Красильников понимает, что просьбами не проймешь. Доводы начальника его не убедили. Наоборот, он становился все более уверен, что защищает интересы общего дела, а не только команды. Глаза его становятся холодными, приобретают стальной оттенок, под скулами ходят желваки, подбородок выдается. Все лицо преображается и, несмотря на молодость, выражает твердость и суровость.
— Идите, ребята, — обращается он к кочегарам и матросам, заполнившим комнату. Ему не хочется, чтобы они были свидетелями спора. Больше он не намерен просить — он потребует.
Когда молодые речники прикрывают за собой дверь, Красильников холодно говорит:
— Я считаю, что приказ неверен.
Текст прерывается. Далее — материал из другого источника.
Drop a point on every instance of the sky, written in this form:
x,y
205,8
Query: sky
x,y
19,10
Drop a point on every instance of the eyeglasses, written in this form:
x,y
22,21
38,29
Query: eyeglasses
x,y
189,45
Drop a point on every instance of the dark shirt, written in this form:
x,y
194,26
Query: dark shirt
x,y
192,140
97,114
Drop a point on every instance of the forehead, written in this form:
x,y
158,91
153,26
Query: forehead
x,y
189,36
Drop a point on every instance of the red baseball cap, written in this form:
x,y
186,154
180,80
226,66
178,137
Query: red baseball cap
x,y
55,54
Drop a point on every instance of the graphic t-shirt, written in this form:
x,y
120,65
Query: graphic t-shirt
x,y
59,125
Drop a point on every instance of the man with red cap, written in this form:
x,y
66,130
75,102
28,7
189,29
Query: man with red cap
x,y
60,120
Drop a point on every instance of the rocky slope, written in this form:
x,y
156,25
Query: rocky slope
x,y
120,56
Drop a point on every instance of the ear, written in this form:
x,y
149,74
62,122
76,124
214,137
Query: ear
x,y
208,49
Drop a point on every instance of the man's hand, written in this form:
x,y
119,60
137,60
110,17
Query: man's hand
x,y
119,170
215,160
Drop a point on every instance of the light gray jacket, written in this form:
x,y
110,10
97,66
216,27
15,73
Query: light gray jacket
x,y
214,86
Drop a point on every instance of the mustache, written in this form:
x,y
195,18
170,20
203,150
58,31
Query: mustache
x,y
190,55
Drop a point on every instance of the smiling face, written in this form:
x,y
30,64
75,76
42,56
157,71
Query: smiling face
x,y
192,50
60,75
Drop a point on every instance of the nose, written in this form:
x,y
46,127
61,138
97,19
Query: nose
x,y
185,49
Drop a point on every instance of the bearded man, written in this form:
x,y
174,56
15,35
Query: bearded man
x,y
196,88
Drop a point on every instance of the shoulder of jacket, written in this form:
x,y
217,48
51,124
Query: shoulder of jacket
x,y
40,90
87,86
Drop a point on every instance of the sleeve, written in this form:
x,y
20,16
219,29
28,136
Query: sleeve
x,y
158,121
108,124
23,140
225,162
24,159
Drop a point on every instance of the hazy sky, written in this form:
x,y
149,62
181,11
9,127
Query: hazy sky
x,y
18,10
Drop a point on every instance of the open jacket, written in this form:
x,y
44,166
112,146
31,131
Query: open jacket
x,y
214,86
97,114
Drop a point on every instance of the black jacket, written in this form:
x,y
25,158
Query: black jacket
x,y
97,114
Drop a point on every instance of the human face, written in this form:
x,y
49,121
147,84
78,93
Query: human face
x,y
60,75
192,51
Вы срываете выполнение обязательств…
— Это приказ диспетчера управления, — перебивает Николай Иванович, — обратитесь к нему, может, отменит.
— Какой диспетчер?
— Аксенова.
Красильников недоуменно смотрит то на Николая Ивановича, то на его заместителя, и выражение лица у него такое, как будто он хочет спросить: «Неужели правда?»
— Поговорите с ней, вон селектор.
В голове Красильникова мелькает мысль: «Наверно, Тоня спутала, вот объясню ей». Жесткие морщинки на лбу и между бровями разглаживаются, глаза теплеют, и лицо становится добрым, ласковым. Воображение его рисует любимую девушку, собственно, невесту, которая не раз приходила встречать судно, когда он возвращался из рейса, и, не стесняясь, убирала его каюту, приводила в порядок книги, посуду. Еще в июле, когда во второй декаде пароход выполнил месячный план и начальник пароходства послал по радио поздравление команде, она пришла на судно с букетом цветов и сказала: «А это от меня, Федя. Вы первые выполнили…»
Селектор занят. Красильников слушает, как Аксенова переговаривается с дальней пристанью. Пятьдесят пять дней он плавал в низовьях, не видел и не слышал Тоню. Сначала он не обращает внимания на смысл слов. Он слышит только голос, не низкий и не высокий, милый, родной голос. Потом до сознания доходит и содержание. И все то, что она говорит диспетчеру дальней пристани, кажется очень толковым и дельным. Конечно, со «Стремительным» Тоня не разобралась, допустила ошибку и исправит сейчас же, как только он разъяснит.
Мастер сплава, устало потягиваясь, встает с подоконника, лениво застегивает шинель, потом плащ и говорит капитану:
— Я пойду, Федор Иванович, вы найдете меня на плоту.
Красильников неприязненно глядит на него и ничего не отвечает. Так этот тоже уверен, что из переговоров ничего не выйдет. Мастер надевает на голову капюшон, продевает на плечо ремень кожаной планшетки и, прежде чем выйти, говорит:
— Документы, Николай Иванович, передайте товарищу Красильникову.
Уверенность мастера, нехотя идущего к двери, раздражает и еще больше подзадоривает Красильникова.
— Диспетчер Аксенова слушает, — раздается из маленького репродуктора, установленного тут же на столе.
В конторе становится тихо.
У Красильникова готов вырваться радостный возглас: «Это ты, Тоня!» Он вовремя спохватывается, с трудом сдерживается и с деланной непринужденностью произносит:
— Это вы, Антонина Михайловна?
Несколько секунд репродуктор молчит. Может быть, Тоню кто-то отвлек, и она опустила педаль. Потом доносится слегка дрожащий голос:
— Это… это… капитан… товарищ Красильников?
Красильников уже овладел собою.
— Я насчет нового приказа. Нам предлагают оставить баржи, — начинает он и спокойно рассказывает о расчетах команды. Он говорит убежденно, принимая ее молчание за сочувствие. Кончив, он ждет ответа, заранее зная, что Тоня отменит свой приказ, что у нее хватит мужества признать ошибку.
Проходит минута, другая, а селектор молчит.
— Диспетчерская, управление, товарищ Аксенова, вы слушаете? — тревожно спрашивает он.
Репродуктор заговорил. Тонин голос робок, кажется, что он дрожит. Голос сочувствующий, а слова…
— Приказ правильный. Баржи надо оставить на рейде и немедленно забуксировать плот.
Красильников смущен. Этого он никак не ждал. Неужели это она? Он хмурится, между бровями снова появляется жесткая складка.
— Что же это получается? — говорит он. — Выходит, что диспетчерская срывает нам выполнение навигационного.
— Я исхожу из интересов государства, — доносится из репродуктора. Голос Тони, а не похоже, что это она. Голос ее окреп, не дрожит, приобрел какую-то незнакомую твердость. Она даже поучает: единственный критерий — это интересы всего флота, клиентуры.